Prequalification allows a credit card issuer to look at your basic credit information and decide if you're ready for a new card. Many credit card issuers allow applicants to prequalify, and during this process, you'll find out if you're likely to be approved for the card before submitting a full application.
For a prequalification, credit card issuers use limited personal information to perform a soft inquiry on your credit report. This inquiry does not affect your credit score and provides the issuer with basic credit information that it uses to determine whether you're likely to qualify for the card. If the information indicates you are a good fit, you'll be prequalified.
Although prequalification can be useful for consumers, you should keep in mind it's not a real application for credit. "It's essentially a way for card sites to get a bit of your personal information for marketing purposes, and it's not a reliable measure of your creditworthiness," says Barry Paperno, former FICO consumer affairs manager.
A prequalification is an issuer's educated guess and does not guarantee you will be approved for a particular card. However, you do have a good chance.
Prequalification is not the same thing as preapproval. Prequalification occurs when you submit your information to shop for credit card offers. Preapproval occurs when an issuer sends you an offer after determining you meet the requirements for a particular card. Neither affects your credit rating. Although prequalification is no guarantee, preapproval is more of a sure thing.
Prequalification is offered by most major credit card issuers, including American Express, Bank of America, Capital One, Chase, Citi and Discover.
Why You Should Prequalify for Credit Cards
Prequalification allows you to avoid fully applying for credit cards that are out of your league, says Erica Sandberg, personal finance expert with Sandberg Financial Education Services.
You want to avoid applying for credit cards with terms beyond your reach because, unlike the harmlessness of a soft inquiry for prequalification, an official application will require a hard inquiry on your credit. A hard inquiry can lower your credit score, especially multiple hard inquiries within a short period of time.
"Hard inquiries are listed on a credit report and factored into credit scores," says Sandberg. "It's a relatively minor scoring consideration at 10 percent, but too many in a short span of time will definitely drag those numbers down."

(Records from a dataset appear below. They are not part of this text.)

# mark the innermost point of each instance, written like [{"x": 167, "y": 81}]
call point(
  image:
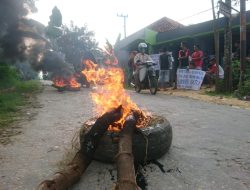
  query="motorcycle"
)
[{"x": 146, "y": 78}]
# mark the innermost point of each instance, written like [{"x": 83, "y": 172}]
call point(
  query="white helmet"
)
[{"x": 142, "y": 47}]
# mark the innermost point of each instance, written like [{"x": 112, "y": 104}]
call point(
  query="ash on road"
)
[{"x": 210, "y": 149}]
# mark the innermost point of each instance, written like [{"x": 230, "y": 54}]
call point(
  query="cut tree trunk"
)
[
  {"x": 126, "y": 179},
  {"x": 66, "y": 178}
]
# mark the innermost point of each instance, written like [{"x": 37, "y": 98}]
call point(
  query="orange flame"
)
[
  {"x": 110, "y": 92},
  {"x": 73, "y": 83},
  {"x": 59, "y": 82}
]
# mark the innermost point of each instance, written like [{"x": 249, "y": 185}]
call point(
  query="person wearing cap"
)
[
  {"x": 131, "y": 67},
  {"x": 212, "y": 70},
  {"x": 197, "y": 58}
]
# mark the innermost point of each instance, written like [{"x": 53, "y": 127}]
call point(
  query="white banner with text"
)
[{"x": 190, "y": 79}]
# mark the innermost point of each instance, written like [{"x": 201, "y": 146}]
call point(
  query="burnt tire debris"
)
[{"x": 149, "y": 143}]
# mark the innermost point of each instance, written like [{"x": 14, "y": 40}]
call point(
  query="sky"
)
[{"x": 101, "y": 17}]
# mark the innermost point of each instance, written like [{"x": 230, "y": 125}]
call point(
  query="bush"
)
[
  {"x": 235, "y": 73},
  {"x": 8, "y": 76},
  {"x": 244, "y": 90}
]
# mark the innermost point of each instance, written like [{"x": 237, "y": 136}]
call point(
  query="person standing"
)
[
  {"x": 164, "y": 69},
  {"x": 197, "y": 58},
  {"x": 131, "y": 67},
  {"x": 140, "y": 58},
  {"x": 183, "y": 58},
  {"x": 212, "y": 71}
]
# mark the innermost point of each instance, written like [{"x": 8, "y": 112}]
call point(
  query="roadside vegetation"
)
[{"x": 14, "y": 93}]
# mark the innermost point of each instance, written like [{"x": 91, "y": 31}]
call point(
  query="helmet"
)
[{"x": 142, "y": 47}]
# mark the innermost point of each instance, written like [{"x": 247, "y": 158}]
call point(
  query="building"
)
[{"x": 168, "y": 33}]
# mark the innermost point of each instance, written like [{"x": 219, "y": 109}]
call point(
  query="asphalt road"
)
[{"x": 210, "y": 149}]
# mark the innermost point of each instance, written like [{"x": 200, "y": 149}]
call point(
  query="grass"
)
[{"x": 13, "y": 96}]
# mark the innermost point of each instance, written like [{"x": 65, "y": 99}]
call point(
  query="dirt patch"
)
[
  {"x": 201, "y": 95},
  {"x": 26, "y": 113}
]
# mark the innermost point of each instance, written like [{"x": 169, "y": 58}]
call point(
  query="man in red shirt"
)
[
  {"x": 197, "y": 58},
  {"x": 212, "y": 70}
]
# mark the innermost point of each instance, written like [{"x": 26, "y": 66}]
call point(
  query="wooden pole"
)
[
  {"x": 64, "y": 179},
  {"x": 216, "y": 45},
  {"x": 126, "y": 179},
  {"x": 228, "y": 51},
  {"x": 242, "y": 41}
]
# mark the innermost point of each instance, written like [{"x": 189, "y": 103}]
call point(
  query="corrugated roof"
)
[{"x": 164, "y": 24}]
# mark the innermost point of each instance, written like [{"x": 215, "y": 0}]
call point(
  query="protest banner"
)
[
  {"x": 190, "y": 79},
  {"x": 155, "y": 58}
]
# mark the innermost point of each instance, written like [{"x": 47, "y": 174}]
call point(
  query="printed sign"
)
[{"x": 190, "y": 79}]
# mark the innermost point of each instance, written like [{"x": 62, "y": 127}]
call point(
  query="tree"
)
[
  {"x": 75, "y": 43},
  {"x": 11, "y": 12},
  {"x": 53, "y": 29}
]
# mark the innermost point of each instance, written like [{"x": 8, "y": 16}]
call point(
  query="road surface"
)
[{"x": 210, "y": 149}]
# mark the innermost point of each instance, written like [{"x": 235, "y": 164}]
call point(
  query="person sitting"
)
[{"x": 212, "y": 71}]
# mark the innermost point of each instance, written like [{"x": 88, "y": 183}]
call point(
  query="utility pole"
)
[
  {"x": 216, "y": 45},
  {"x": 124, "y": 22},
  {"x": 242, "y": 40},
  {"x": 228, "y": 50}
]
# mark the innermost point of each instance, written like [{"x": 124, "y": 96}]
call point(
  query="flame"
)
[
  {"x": 59, "y": 82},
  {"x": 73, "y": 83},
  {"x": 110, "y": 92}
]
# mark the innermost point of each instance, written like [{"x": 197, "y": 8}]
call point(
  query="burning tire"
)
[{"x": 149, "y": 143}]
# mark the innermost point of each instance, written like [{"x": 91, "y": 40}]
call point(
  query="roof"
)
[
  {"x": 164, "y": 24},
  {"x": 148, "y": 34},
  {"x": 199, "y": 29}
]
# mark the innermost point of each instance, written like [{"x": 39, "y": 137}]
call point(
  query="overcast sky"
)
[{"x": 101, "y": 15}]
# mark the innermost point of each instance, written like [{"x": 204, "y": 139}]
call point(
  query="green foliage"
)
[
  {"x": 220, "y": 86},
  {"x": 235, "y": 73},
  {"x": 13, "y": 93},
  {"x": 245, "y": 89},
  {"x": 75, "y": 42},
  {"x": 8, "y": 76},
  {"x": 55, "y": 18}
]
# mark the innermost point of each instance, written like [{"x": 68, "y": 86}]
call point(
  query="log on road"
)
[
  {"x": 64, "y": 179},
  {"x": 126, "y": 179}
]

Improving Your Prequalification Odds
Knowing what issuers want to see throughout the process can make it easier to work on your credit profile so you're more likely to be prequalified for a credit card. Issuers consider information including:
-- Date of birth
-- Social Security number
-- Income and expenses
-- Debt load
-- Credit score
This data will be considered on a full application, but a full application looks deeper into qualifying factors. Requirements vary by issuer, but on a full application, you can expect to share additional information, including your country of citizenship and residence, how long you've lived at your address, whether you own or rent, your phone number, sources of income and financial assets.
Sandberg encourages consumers to secure their earnings before prequalifying. "Many people forget that having a job that provides a steady income is incredibly important to a credit card issuer or lender," she says. "After all, that money is necessary for you to comfortably pay your bill."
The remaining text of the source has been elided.